Ken yang lebih muda 15 tahun darinya menjadi boneka hidup, lalu terus tumbuh sebagai seorang adik sekaligus sahabat kecil. Soa menjadi nyaman ketika pulang ke rumah. Canda, tawa dan tangis dari bibir mungil Ken membuat ia menerima banyak kejutan. Kadang Soa dibuat oleh Ken gembira, kadang juga dibuat bersusah payah memutar otak karena pertanyaan kritisnya.
Soa ingin melihat Ken terus bertumbuh. Menjadi remaja dan jatuh cinta. Melihat ia menjadi orang dewasa yang lebih bijak dibanding kedua kakak atau bahkan orang tuannya. Soa ingin Ken menjadi paman menggemaskan jika suatu saat ia menikah dan memiliki seorang anak. Akan tetapi begitulah keinginan, yang terjadi lebih banyak di luar harapan.

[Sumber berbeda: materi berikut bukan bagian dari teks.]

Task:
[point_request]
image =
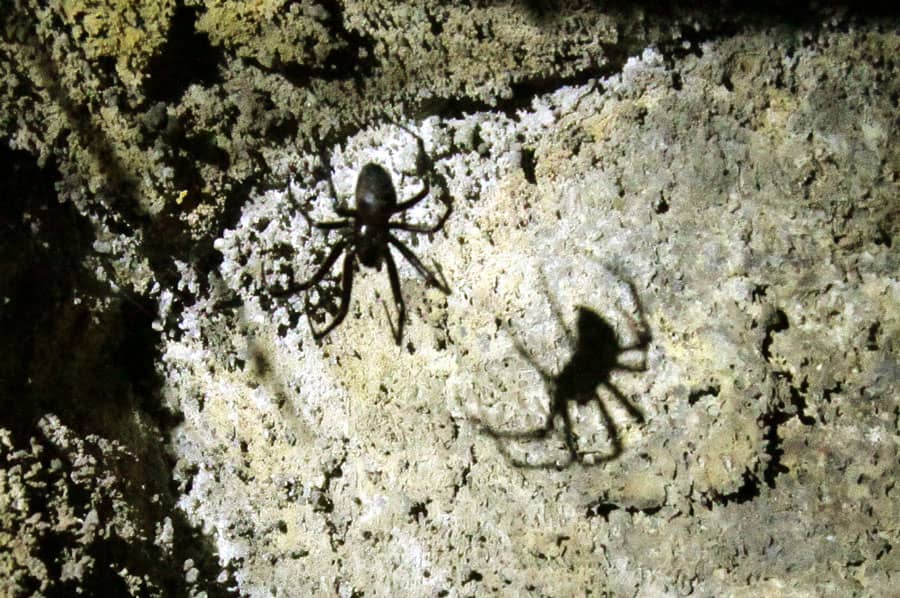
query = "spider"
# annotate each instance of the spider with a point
(596, 350)
(365, 235)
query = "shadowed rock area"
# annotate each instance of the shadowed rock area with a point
(668, 364)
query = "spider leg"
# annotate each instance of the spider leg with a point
(613, 432)
(626, 402)
(346, 287)
(335, 224)
(320, 273)
(398, 297)
(412, 259)
(569, 432)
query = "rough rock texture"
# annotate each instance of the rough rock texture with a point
(723, 185)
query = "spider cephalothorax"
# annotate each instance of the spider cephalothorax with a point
(365, 233)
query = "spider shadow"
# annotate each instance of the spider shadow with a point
(596, 354)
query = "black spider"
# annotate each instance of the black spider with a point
(365, 234)
(595, 355)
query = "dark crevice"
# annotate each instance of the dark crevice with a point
(773, 467)
(186, 58)
(528, 165)
(748, 490)
(778, 322)
(696, 395)
(872, 338)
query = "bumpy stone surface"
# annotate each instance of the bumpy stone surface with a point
(740, 177)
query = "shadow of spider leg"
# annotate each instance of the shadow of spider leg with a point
(596, 352)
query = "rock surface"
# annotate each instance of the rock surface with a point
(721, 185)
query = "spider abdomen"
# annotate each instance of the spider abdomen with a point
(376, 197)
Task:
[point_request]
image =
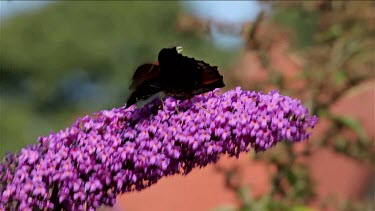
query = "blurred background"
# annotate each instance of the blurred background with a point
(61, 60)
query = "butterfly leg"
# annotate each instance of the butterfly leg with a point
(200, 106)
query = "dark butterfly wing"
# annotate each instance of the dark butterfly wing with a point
(187, 75)
(145, 83)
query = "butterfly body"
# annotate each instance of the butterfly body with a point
(176, 75)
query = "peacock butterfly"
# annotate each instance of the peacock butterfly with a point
(176, 75)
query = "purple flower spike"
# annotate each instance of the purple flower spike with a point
(122, 150)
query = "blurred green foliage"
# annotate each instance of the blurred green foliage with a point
(73, 58)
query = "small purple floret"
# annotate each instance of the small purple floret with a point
(122, 150)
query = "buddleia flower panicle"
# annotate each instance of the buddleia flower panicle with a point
(121, 150)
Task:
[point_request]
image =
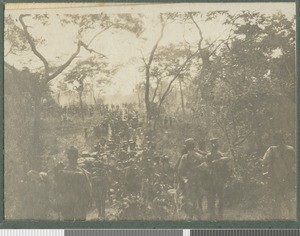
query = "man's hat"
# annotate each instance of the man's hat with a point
(72, 153)
(214, 140)
(190, 143)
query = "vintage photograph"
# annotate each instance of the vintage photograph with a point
(150, 111)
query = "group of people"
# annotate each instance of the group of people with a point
(125, 171)
(200, 174)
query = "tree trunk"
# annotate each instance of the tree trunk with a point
(147, 95)
(81, 105)
(181, 96)
(36, 161)
(93, 95)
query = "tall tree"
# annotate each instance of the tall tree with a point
(19, 37)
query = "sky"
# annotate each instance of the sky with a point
(123, 49)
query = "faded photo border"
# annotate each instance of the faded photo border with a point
(27, 224)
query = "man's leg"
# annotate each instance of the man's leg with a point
(221, 201)
(211, 203)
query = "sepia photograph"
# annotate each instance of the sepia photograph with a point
(150, 111)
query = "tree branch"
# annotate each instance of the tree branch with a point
(157, 42)
(175, 77)
(32, 44)
(96, 35)
(199, 31)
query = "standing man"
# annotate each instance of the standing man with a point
(280, 165)
(218, 174)
(189, 183)
(74, 187)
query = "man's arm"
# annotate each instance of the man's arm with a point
(266, 160)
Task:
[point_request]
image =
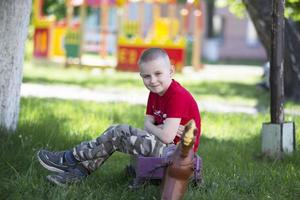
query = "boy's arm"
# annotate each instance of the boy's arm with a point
(165, 133)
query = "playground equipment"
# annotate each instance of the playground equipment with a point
(169, 32)
(48, 34)
(121, 29)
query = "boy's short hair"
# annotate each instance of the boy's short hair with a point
(152, 54)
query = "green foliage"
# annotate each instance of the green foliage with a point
(55, 7)
(293, 9)
(230, 149)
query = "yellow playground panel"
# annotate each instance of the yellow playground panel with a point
(125, 28)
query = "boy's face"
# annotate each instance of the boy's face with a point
(156, 75)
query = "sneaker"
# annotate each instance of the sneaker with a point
(54, 161)
(67, 178)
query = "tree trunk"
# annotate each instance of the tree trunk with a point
(260, 12)
(14, 20)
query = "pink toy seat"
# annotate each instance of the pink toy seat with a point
(152, 168)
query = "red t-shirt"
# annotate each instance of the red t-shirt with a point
(177, 102)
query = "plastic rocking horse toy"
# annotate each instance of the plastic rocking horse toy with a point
(175, 167)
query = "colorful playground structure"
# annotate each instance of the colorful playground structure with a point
(120, 29)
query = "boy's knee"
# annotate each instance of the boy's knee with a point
(122, 128)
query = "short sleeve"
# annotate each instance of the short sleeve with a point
(149, 109)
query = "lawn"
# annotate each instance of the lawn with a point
(233, 167)
(230, 148)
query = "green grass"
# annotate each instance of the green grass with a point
(233, 167)
(229, 90)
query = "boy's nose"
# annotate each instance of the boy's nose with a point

Barisan kenangan bersama Ken selalu saja mengguratkan senyum yang tak kenal usang. Namun saat Soa menyadari bahwa kenyataan tak sejalan dengan harapan membuat senyum itu seketika lenyap. Benaknya pun bereaksi, mewanti-wanti agar cukuplah sudah berlarut-larut sampai di sini.
“Perpisahan ini memang berat diterima, Soa! Tapi Ken akan memiliki kehidupan yang beruntung dan semua yang dimiliki akan menjadi penunjang untuk ia bisa meraih impiannya!
“Kenangan tetaplah kenangan! Dipikirkan sedetail apa pun tidak akan terulang menjadi masa kini apa lagi masa depan!” begitulah, suara keras di dalam diri Soa menggeliat.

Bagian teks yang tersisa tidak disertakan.